Ce n’est pas seulement le rapport immédiat entre les personnes (échange, don, vol) qui constitue un produit en marchandise mais le modèle technique selon lequel il est réalisé. Il est vrai qu’un certain type de rapport social, des individus passionnés par un même produit, se voit dévalorisé par le capitalisme (les relations interpersonnelles, en premier lieu, d’où les valorisations récentes, mais pas véritablement neuves, du face-à-face avec le producteur, des circuits courts, des productions locales ou nationales, de la traçabilité, etc.). Le consommateur semble, au sujet du bien qu’il désire, ne plus avoir à faire ou à dire quoique ce soit avec son producteur : le rapport entre les hommes peut prendre alors un aspect exclusivement économique. Mais il n’en reste pas moins que la tomate ainsi produite, hors de tout face-à-face possible avec son consommateur, lui parvient, en tant que fruit, comme une véritable et pourtant inapparente machine. C’est l’objectivation d’un certain nombre d’actes dans une chose, opération menée par la technologie, qui induit le passage de tout un ensemble de qualités, d’effets ou de gestes, parfois eux-mêmes inclus dans un autre type d’économie, dans le giron de l’économie capitaliste. C’est la machine, le produit technologique, qui constitue (encore) la matrice de toutes les marchandises.

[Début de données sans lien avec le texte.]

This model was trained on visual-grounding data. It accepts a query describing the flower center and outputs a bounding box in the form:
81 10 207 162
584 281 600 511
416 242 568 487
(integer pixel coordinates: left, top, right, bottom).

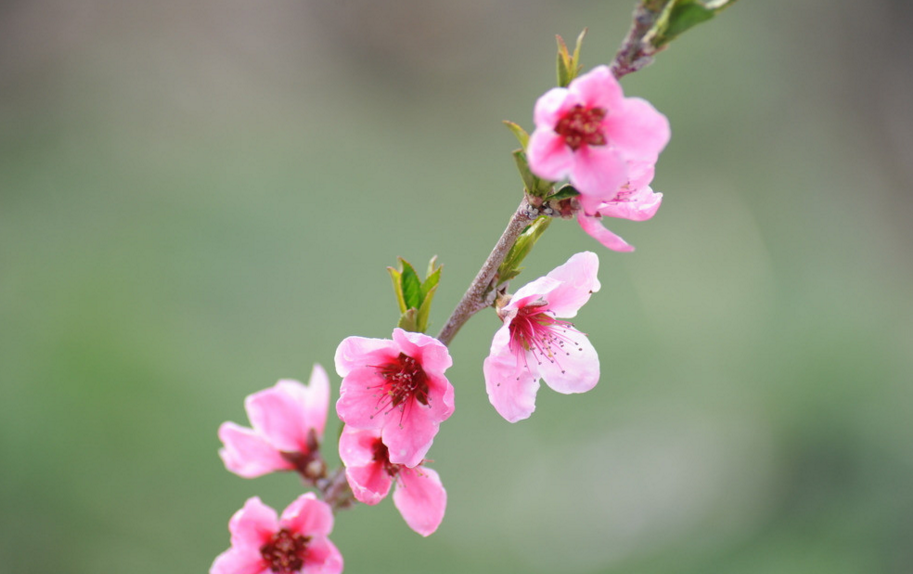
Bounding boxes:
555 104 606 151
372 353 431 418
373 439 400 477
260 528 311 574
510 305 579 372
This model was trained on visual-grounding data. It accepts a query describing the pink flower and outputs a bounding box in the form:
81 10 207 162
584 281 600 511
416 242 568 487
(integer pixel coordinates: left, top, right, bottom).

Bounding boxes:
526 66 669 205
577 162 663 251
339 426 447 536
336 329 453 468
483 251 600 423
219 364 330 478
209 492 342 574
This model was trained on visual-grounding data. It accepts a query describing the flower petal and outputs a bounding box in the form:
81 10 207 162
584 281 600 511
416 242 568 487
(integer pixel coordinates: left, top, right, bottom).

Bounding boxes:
335 337 399 377
339 426 393 504
346 462 393 505
603 98 671 163
393 328 453 374
301 536 343 574
577 211 634 251
570 146 628 201
336 367 386 429
568 66 624 112
381 400 440 468
244 379 310 453
228 496 279 550
533 88 580 130
279 492 333 536
546 251 600 318
219 422 295 478
393 467 447 536
539 328 599 394
209 546 269 574
482 342 539 423
526 128 574 181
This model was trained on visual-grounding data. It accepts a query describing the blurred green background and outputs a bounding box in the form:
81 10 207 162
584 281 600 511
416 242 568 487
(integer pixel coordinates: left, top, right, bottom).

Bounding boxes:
0 0 913 574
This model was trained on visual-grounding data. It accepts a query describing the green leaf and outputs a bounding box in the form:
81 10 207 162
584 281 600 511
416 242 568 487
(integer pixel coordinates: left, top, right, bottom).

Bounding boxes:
650 0 736 48
415 284 440 333
545 185 580 201
513 149 552 197
387 267 407 313
498 215 552 285
396 309 421 333
503 120 529 149
399 258 422 309
421 267 441 304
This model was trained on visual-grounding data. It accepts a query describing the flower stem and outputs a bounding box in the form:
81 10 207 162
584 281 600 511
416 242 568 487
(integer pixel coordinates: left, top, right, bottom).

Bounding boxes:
611 0 669 79
437 194 539 345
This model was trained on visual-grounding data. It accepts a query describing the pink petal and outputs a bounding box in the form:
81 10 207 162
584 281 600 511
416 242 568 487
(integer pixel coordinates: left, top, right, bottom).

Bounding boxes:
339 426 393 504
393 328 453 375
526 128 579 181
209 546 269 574
228 496 279 550
336 368 392 429
393 467 447 536
547 251 601 318
301 536 343 574
568 66 623 112
539 328 599 394
346 462 393 505
570 146 628 201
335 337 399 377
533 88 580 130
339 425 380 467
599 190 663 221
279 492 333 536
482 336 539 423
577 211 634 251
244 380 310 453
603 98 670 162
219 422 295 478
381 401 440 468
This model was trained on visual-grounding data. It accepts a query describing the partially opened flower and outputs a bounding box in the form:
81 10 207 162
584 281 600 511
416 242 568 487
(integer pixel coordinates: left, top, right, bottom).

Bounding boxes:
336 329 453 467
577 162 663 251
219 364 330 478
339 426 447 536
483 251 600 422
526 66 669 205
209 492 342 574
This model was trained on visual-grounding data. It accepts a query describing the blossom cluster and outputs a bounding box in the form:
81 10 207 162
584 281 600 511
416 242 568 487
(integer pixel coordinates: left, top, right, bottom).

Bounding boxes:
210 59 669 574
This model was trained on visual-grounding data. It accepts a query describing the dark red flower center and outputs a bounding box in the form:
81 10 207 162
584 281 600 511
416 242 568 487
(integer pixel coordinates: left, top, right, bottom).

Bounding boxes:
260 528 311 574
509 304 580 372
373 439 400 477
375 353 430 420
555 104 606 151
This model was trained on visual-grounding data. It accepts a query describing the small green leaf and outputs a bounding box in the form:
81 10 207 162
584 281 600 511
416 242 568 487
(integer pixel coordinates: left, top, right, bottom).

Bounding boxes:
387 267 406 313
399 258 422 309
571 28 587 73
513 149 552 197
396 309 421 333
421 267 441 304
415 284 440 333
498 215 552 285
545 185 580 201
650 0 736 48
556 36 574 86
503 120 529 149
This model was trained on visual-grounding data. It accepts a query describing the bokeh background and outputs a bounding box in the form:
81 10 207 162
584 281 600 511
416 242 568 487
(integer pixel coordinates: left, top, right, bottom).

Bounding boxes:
0 0 913 574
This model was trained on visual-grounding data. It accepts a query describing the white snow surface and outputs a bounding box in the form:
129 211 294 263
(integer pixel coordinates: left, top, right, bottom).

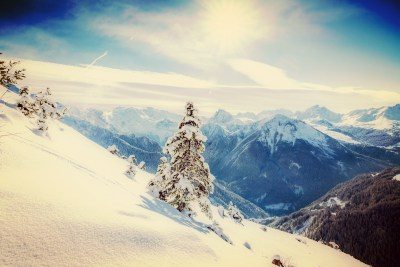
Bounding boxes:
306 121 360 144
0 97 366 267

Il faudrait donc préciser quels types de machines le capitalisme suscite et accueille, car la machine à vapeur n’y sera plus un simple outil de production mais, d’une certaine manière, la substance même de ce que nous consommons. Qu’est-ce qui a commencé à polluer l’air au début de l’industrialisation ? Des fumées, des poussières, des vapeurs, noires et blanches.